Upstate New York

While Buffalo-Niagara and New York City offer plenty of reasons for the Catholic pilgrim to visit, they are not the only spiritually enriching destinations in New York State.

The I-90 corridor between Syracuse and the state capital in Albany also offers several interesting stops for the Catholic traveller.

Syracuse

Skating at Clinton Square in downtown Syracuse (photo courtesy of Visit Syracuse)

Syracuse, which is home to one of America’s best zoos, the Erie Canal Museum and an intriguing Museum of Science and Technology, as well as a museum dedicated to the life of St. Marianne Cope. During the Winter and Spring, Syracuse comes alive cheering on its hometown college basketball team and you can join over 50,000 screaming fans at the Carrier Dome, also known as “the Loudhouse.” If you time your visit for late August/early September, you could also plan a visit to the annual New York State Fair.
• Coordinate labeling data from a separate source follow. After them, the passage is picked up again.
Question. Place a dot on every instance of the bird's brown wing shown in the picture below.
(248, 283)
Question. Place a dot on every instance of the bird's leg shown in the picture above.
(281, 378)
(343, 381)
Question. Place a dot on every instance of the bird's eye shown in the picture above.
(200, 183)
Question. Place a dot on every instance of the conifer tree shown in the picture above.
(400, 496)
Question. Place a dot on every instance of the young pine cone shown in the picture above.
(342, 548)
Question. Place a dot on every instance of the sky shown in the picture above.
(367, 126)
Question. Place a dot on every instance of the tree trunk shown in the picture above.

St. Marianne Cope Shrine and Museum

 “What little good we can do in this world to help and comfort the suffering, we wish to do it quietly and so far as possible unnoticed and unknown.”

            -St. Marianne Cope

The St. Marianne Cope Shrine and Museum is located on the campus of St. Joseph hospital, the former saloon that was converted into a hospital by St. Marianne and her fellow sisters of St. Francis; St. Marianne was the first administrator of the hospital.  The Shrine and Museum contains a reliquary with a first class relic of the saint available for veneration.  The museum tells the life of the saint through two galleries: the first dedicated to her early life and work in the New York area; the second to her time of ministry on the Hawaiian Islands.

St. Marianne Cope (1838-1918) was the first Franciscan woman from North America to be canonized.  An immigrant from Germany, she joined the Sisters of St. Francis in Syracuse in 1862 and established a number of hospitals and schools in central New York.  The church in Syracuse was rapidly growing, as European immigrants arrived en masse to help build the Erie Canal and remained to enjoy the fruits of the economic boom that followed.  The community of Sisters was actually formed in Philadelphia by St. John Neumann, and then fanned out to open six mother houses across Pennsylvania and New York; Syracuse was the second.

The latter part of her life, where she gave the greatest heroic witness, was spent working alongside St. Damian of Molokai, ministering to the female lepers of Hawaii and then taking over St. Damian’s ministry to the male lepers after his death.  Within five years of her arrival in 1884, she had opened three medical facilities in Hawaii: one for the healthy children of leprous parents, a general hospital in Maui, and a home for homeless women and girls with leprosy in Molokai.  Her courageous work in Hawaii was remarkable at the time, as she and her six companion sisters went to the island to care for the lepers at a time when many others refused.

Auriesville and Fonda

One of the most fascinating saints of the North American Church is St. Kateri Tekakwitha, known as the “Lily of the Mohawaks.” She was a courageous young Mohawk girl who converted of her own free will to the Catholic faith. She endured great suffering on account of her Christian faith, dying at the tender age of twenty three.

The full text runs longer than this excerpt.